My preferred horror is the creepy sort, since running up behind me and yelling boo sometimes startles.

This is me, as well. Things that get under your skin insidiously. I don't particularly like being startled and I dislike gore, but I love being spooked, the kind of spooked that makes me remember that particular moment in the film days, weeks afterward and do a full-body shudder.

Sounds like I'll have to go see it for myself.


§ ita § - Oct 26, 2004 8:23:09 am PDT #5071 of 10001
Well not canonically, no, but this is transformative fiction.

The horror of the end of The Ring took a couple weeks to hit me, but when it did, it hit hard. It was just so appalling a resolution.

I liked that.


Matt the Bruins fan - Oct 26, 2004 8:28:43 am PDT #5072 of 10001
"I remember when they eventually introduced that drug kingpin who murdered people and smuggled drugs inside snakes and I was like 'Finally.
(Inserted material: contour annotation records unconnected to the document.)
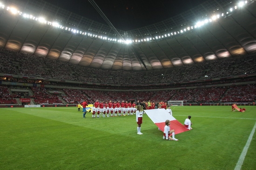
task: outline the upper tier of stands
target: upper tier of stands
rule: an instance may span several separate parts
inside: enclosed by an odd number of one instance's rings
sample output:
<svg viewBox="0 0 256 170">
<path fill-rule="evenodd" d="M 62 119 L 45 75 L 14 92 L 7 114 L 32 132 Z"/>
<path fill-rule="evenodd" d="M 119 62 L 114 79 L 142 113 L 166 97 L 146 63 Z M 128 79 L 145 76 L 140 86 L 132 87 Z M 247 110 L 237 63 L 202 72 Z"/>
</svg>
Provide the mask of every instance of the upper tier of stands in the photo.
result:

A normal person.'” —RahvinDragand

I think it's getting a bad rap, but it's not as effective and creepy as the original. They go for too many of the typical Hollywood startle/scare tricks, whereas Ju-on did a better job of showing dawning horror that wasn't so dependent on startling the audience. You knew something creepy was in the process of happening, and kept watching to see just how bad it could get.

Plus, the surfeit of American actors as the majority of the victims made it seem as if the Grudge wasn't so much against people who entered the haunted house as against rude Americans who didn't take their shoes off before entering.


DavidS - Oct 26, 2004 8:36:03 am PDT #5073 of 10001
"Look, son, if it's good enough for Shirley Bassey, it's good enough for you."

Oddly, the image that has stuck with me worst from horror movies is from a not-that-good-one -- Langoliers. Something about the fog beyond which there is nothing -- got me solidly the next few times I flew, and it always comes to mind going through the frequent fogbanks on my way to work.

Yeah whenever I see a dwarf in a red raincoat from Don't Look Now

eta: to help the spoiler averse it freaks my shit.


§ ita § - Oct 26, 2004 8:37:37 am PDT #5074 of 10001
Well not canonically, no, but this is transformative fiction.

On the walk to the bus stop on the way home from my first big screen viewing of Willy Wonka And The Chocolate Factory, we passed a group of midgets (little people? dwarves?). The was a bit of trauma.

I can't make a way to properly font this post and not blow the spoiler in the preceding post.